Il ne sera probablement pas militaire, mais le prochain conflit en Syrie sera une guerre d’influence et une course pour la répartition des parts du gâteau en prévision d’une éventuelle reconstruction du pays entre les deux alliés du régime de Bachar el-Assad, la Russie et l’Iran.

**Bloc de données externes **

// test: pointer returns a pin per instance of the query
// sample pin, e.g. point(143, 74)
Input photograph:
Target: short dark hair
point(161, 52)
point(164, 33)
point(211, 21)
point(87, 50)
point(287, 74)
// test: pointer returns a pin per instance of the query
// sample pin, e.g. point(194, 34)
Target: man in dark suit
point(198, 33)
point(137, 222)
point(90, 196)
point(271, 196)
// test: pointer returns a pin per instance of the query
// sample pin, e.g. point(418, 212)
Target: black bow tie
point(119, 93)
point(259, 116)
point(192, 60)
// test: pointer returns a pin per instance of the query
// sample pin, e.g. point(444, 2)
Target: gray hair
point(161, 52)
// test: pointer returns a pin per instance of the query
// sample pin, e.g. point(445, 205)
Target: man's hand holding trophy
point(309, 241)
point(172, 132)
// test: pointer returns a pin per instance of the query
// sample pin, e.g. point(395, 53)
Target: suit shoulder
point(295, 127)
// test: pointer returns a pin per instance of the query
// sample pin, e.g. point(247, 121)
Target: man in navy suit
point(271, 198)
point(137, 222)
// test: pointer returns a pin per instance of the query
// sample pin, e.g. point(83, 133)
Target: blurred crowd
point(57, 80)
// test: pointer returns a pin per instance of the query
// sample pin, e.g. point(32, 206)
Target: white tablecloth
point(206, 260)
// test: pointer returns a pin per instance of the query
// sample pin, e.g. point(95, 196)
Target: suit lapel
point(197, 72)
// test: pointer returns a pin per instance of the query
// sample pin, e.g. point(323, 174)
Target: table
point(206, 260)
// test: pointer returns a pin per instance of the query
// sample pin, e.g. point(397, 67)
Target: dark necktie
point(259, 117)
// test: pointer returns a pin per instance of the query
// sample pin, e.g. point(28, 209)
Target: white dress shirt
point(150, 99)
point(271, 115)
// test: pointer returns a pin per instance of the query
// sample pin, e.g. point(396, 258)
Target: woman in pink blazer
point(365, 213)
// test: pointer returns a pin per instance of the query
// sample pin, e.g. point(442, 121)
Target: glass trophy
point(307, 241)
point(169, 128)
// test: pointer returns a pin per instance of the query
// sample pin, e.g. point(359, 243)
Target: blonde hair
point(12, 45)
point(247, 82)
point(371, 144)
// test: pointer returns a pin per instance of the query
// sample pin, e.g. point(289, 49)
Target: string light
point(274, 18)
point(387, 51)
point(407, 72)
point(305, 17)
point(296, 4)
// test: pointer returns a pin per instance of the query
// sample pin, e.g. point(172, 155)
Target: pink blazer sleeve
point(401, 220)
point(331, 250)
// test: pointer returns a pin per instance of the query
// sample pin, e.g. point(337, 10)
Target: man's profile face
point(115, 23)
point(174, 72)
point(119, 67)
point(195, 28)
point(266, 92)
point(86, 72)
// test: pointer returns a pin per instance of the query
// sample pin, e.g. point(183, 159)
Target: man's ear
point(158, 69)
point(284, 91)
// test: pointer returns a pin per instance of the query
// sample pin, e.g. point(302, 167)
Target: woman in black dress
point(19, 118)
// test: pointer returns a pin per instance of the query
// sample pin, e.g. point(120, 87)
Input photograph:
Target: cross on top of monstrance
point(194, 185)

Les préparatifs de l’offensive sur Idleb, dernier grand bastion rebelle en Syrie, ont montré les divergences sur le terrain entre Moscou et Téhéran, où chacun poursuit son propre agenda. Alors que la Russie s’active à trouver un compromis avec ses partenaires, notamment turcs, en vue de ménager leurs intérêts, rien n’indique que le régime et son allié iranien, qui amassent leurs troupes en vue d’une offensive, soient enclins à attendre les résultats des négotiations entamées par Moscou. Les seconds veulent en finir avec cette province rebelle contrôlée principalement par les jihadistes de Hay’at Tahrir al-Cham (groupe dominé par l’ex-branche syrienne d’el-Qaëda, le Front al-Nosra), ainsi que par d’autres factions rebelles, alors que Moscou préconise une offensive limitée afin de ménager Ankara et ses protégés.

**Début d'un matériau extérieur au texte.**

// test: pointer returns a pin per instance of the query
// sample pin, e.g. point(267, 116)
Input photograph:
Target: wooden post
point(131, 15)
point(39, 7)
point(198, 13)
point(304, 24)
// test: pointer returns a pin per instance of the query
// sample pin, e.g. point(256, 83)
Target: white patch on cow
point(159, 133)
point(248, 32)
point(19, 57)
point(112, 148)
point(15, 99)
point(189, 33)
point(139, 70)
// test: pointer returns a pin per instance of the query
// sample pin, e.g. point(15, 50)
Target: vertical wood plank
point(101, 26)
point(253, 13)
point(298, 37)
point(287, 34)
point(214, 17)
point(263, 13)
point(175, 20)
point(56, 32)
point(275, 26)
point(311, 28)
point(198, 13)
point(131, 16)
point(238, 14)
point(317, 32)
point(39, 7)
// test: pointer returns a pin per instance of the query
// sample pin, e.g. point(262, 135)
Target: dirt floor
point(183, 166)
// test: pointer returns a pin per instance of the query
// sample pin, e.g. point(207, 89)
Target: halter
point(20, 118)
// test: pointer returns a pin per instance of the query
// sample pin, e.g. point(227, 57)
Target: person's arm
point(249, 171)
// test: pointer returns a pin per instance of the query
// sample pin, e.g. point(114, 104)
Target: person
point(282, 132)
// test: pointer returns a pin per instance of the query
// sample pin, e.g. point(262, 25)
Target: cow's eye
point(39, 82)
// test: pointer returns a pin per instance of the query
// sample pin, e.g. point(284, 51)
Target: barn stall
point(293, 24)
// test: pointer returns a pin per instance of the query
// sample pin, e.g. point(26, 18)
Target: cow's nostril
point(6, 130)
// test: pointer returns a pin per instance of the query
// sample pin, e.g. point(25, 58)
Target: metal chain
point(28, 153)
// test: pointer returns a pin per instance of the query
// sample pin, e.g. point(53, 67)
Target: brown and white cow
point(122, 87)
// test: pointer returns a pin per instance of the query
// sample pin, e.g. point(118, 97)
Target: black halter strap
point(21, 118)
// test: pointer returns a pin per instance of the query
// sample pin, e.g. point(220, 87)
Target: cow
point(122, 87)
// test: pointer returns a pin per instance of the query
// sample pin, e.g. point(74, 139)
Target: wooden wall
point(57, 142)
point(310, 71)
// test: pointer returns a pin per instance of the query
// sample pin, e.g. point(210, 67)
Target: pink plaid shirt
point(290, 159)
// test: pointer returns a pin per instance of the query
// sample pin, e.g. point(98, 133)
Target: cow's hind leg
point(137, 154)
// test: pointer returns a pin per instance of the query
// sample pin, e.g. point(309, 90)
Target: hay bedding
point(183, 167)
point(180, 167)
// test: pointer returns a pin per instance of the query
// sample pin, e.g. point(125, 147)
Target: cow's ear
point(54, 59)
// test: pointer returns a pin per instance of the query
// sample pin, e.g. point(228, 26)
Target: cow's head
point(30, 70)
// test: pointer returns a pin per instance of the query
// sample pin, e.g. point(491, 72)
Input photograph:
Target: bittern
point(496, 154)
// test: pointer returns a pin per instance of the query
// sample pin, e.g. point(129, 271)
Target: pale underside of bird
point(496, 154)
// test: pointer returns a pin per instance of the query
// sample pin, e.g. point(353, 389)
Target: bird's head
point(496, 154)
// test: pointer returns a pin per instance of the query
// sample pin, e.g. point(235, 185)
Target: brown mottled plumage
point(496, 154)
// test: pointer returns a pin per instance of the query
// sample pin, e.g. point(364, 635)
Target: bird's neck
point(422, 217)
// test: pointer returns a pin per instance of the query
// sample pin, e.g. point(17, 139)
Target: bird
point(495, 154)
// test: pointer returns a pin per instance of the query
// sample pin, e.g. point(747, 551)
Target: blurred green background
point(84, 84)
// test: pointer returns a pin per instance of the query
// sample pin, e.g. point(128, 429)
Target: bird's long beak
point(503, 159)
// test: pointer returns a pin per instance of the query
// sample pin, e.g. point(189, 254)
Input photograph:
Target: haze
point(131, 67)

Parallèlement à cette divergence tactique, on trouve des objectifs différents entre la Russie et l’Iran en Syrie. La Russie cherche par tous les moyens à renforcer et pérenniser le régime syrien afin d’affirmer son retour triomphal sur la scène internationale. Elle a par ailleurs renforcé durablement sa présence militaire sur la côte est de la Méditerranée, avec ses bases à Tartous et Hmeimim. Pour sa part, l’Iran vise à sécuriser un couloir stratégique reliant Téhéran à Beyrouth tout en ayant en ligne de mire son ennemi juré, Israël.
Or les activités de la République islamique en Syrie provoquent l’ire des Israéliens qui ont dû sévir à plusieurs reprises cette année en frappant des cibles iraniennes à travers le pays.[…]
Toute escalade entre les deux pays risque ainsi de contrecarrer les plans russes pour leur protégé. Sans oublier l’hostilité des monarchies arabes du Golfe contre les tentatives hégémoniques iraniennes dans la région, alors que Moscou essaie de s’affirmer comme l’interlocuteur incontournable de tous les pays de la région.
Et face aux pressions diplomatiques israéliennes, les Russes ont mis de l’eau dans leur vin, faisant miroiter un retrait des forces iraniennes et des milices chiites à quelque 85 km de la frontière nord de l’État hébreu. La position ambiguë de la Russie a vite poussé Téhéran à sécuriser sa présence sur le territoire syrien en signant avec Damas un accord de coopération militaire. L’accord traite de la poursuite de la « présence et de l’implication » de l’Iran en Syrie, a ainsi affirmé lundi dernier le ministre iranien de la Défense, Amir Hatami, lors d’une visite dans la capitale syrienne. « L’élément le plus important de l’accord, c’est la reconstruction des forces armées et des industries militaires de défense syriennes, pour qu’elles puissent retrouver leur pleine capacité », a-t-il ajouté. […]
Cette course effrénée aux accords et aux partenariats entre Damas, d’une part, et Téhéran et Moscou, d’autre part, montre la convoitise des deux alliés qui s’attendent à tirer le plus grand profit de la victoire d’Assad, à laquelle ils ont contribué, notamment du point de vue économique, où les enjeux sont de taille. Pétrole, télécommunications, infrastructure… chacun de ces deux alliés/rivaux voudra la plus grande part du marché quand ces projets seront initiés.
Une bataille en coulisses semble ainsi se dessiner pour savoir qui contrôlera le régime Assad dans la nouvelle Syrie postguerre.